Девушке в графской короне стало, вероятно, скучно глазеть на лицедеев через служанкину грудь и она отвернулась, чтобы пошире раздернуть занавеску своего окна. Взгляд ее скользнул рассеянно по толпе, по ухмыляющемуся Хваку, перебежал с юноши на лошадь, с лошади на охи-охи, потом обратно... Глаза у девушки расширились, и она опять взглянула на кошмарную звериную пасть, вроде бы и прихлопнутую прочно, согласно хозяйскому повелению, но клычищи... как их не прячь — все равно торчат... Взгляд девушки замер, задрожал, и словно бы с некоторою опаскою переместился повыше... на берет, на светлые кудри человека, видимо хозяина охи-охи... Лица не видно... Однако, юноша мгновенно почувствовал вопрошающий взгляд — и стремительно, по-воински повернул голову, кинжально, коротко, четко, ровно настолько, чтобы не упустить и встретить!.. Зрачки его дернулись... и постепенно разлились на всю радужную оболочку... То же самое, видимо, произошло и с девушкой, она уронила дрожащие пальчики на край окошка, не обращая внимания на густую серую пыль, на то, что рука ее без перчатки... В самое первое мгновение, когда юный незнакомец перехватил ее любопытствующий взор, девушка смутилась и покраснела от собственной невежливости, но почти сразу же румянец ее сменился бледностью, очень сильной бледностью.

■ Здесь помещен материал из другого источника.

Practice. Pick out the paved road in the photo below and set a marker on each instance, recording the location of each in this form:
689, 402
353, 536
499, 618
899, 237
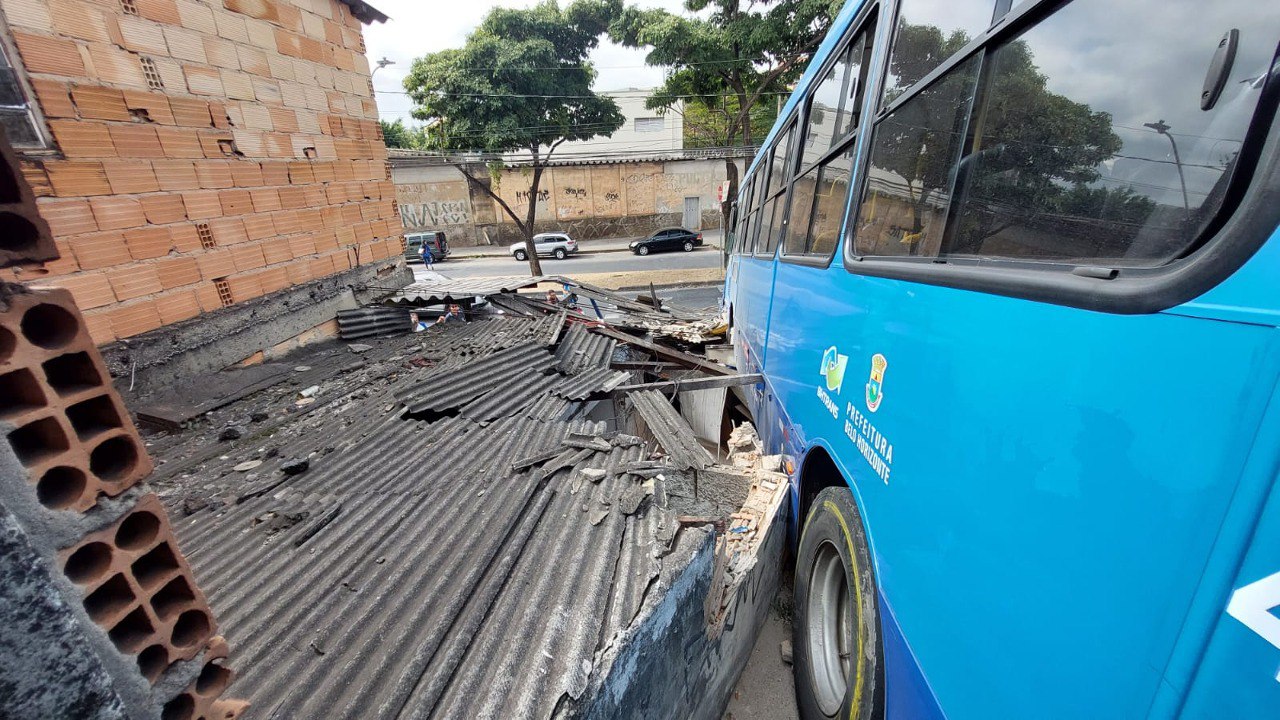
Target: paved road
580, 264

— Что с тобою, деточка, госпожа моя??? Что с тобою?
— Няня... я... я... мне...
— Караул! Госпоже нашей дурно!
Охи-охи перестал урчать, хныкать и чесаться, он сел на задние лапы, подогнув поудобнее хвост, и задумался. Хозяин не в себе. У хозяина с рассудком что-то такое... Вроде как спит, но не спит. Но ничего такого плохого. Хозяин... доволен... а мысли враспрыг... Странно. И запахи из лошадиной коробки знакомые... Дальнего знакомства запахи... и не вспомнить... Строго приказал молчать и не шевелиться. Будет исполнено, чего проще?
Граф Гуппи был неглупым и понимающим жизнь человеком: в войне ли, в мирном управлении своею провинцией — всюду он знал, что делать, как поступать, если не хватало природной проницательности — брал опытом. Но здесь происходит нечто такое... непонятное... Ныне он гостил в столице и как раз сегодня сопровождал свою дочь в императорский дворец, ибо она была не простою сударыней, но имела честь состоять фрейлиною при дворе Её Величества!.. Обереги — его и дочери — молчат, стало быть, дело, скорее всего, не в колдовстве, а в духоте погоды, или... Кто этот наглец, в упор рассматривающий его дитя???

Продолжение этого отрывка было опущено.